Remember the recent leaks showing some kind of trackpad device that Apple appeared ready to release? It’s real and it’s here, and it’s the Magic Trackpad. Sadly, Bigfoot remains as elusive as ever, but we can’t have everything, can we?
The Apple Store has been down for several hours on Tuesday morning, and now that it’s back we have a few goodies to reveal. On the new front is the Magic Trackpad, first revealed in leaked photos weeks ago. Priced at $69, Apple claims that it’s the largest Multi-Touch trackpad ever, asking “Why should notebooks have all the fun?”

“Desktop users, your time has come,” the Magic Trackpad product page proclaims seductively. “The new Magic Trackpad is the first Multi-Touch trackpad designed to work with your Mac desktop computer. It uses the same Multi-Touch technology you love on the MacBook Pro. And it supports a full set of gestures, giving you a whole new way to control and interact with what’s on your screen. Swiping through pages online feels just like flipping through pages in a book or magazine. And inertial scrolling makes moving up and down a page more natural than ever. Magic Trackpad connects to your Mac via Bluetooth wireless technology. Use it in place of a mouse or in conjunction with one on any Mac computer -- even a notebook.”

Magic Trackpad gestures include Click, Scroll, Swipe and Rotate, including two-finger scrolling, pinching to zoom, rotating with your fingertips, three-finger swiping and activating Exposé or switching between applications with four fingers.
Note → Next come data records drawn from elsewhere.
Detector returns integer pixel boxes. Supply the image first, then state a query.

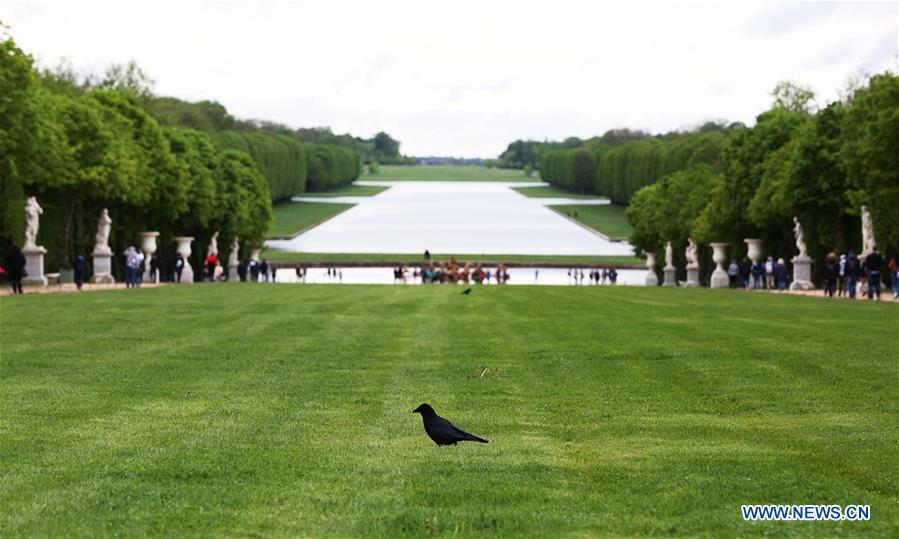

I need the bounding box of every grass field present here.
[364,165,540,182]
[264,249,645,268]
[0,284,899,537]
[298,183,390,197]
[549,204,634,240]
[269,202,355,237]
[512,185,605,198]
In a first for Apple, the Magic Trackpad uses high-performance AA NiMH batteries and the company is offering the Apple Battery Charger as “a more environmentally friendly way to go wireless.” Unlike many chargers that keep pulling juice after the batteries have charged, Apple’s Battery Charger “automatically reduces the amount of power it needs” when they’re done charging to avoid energy waste.
Magic Trackpad is $69 and available now to ship within 24 hours as of this writing; it requires a Bluetooth-enabled Mac computer (desktop or laptop) with Mac OS X Snow Leopard 10.6.4 and “latest software update,” which we presume means that a Software Update is coming shortly to make this thing work with our existing systems.
We don’t know about you, but we’ve been waiting for something like this from Apple for a long time! Oh happy day!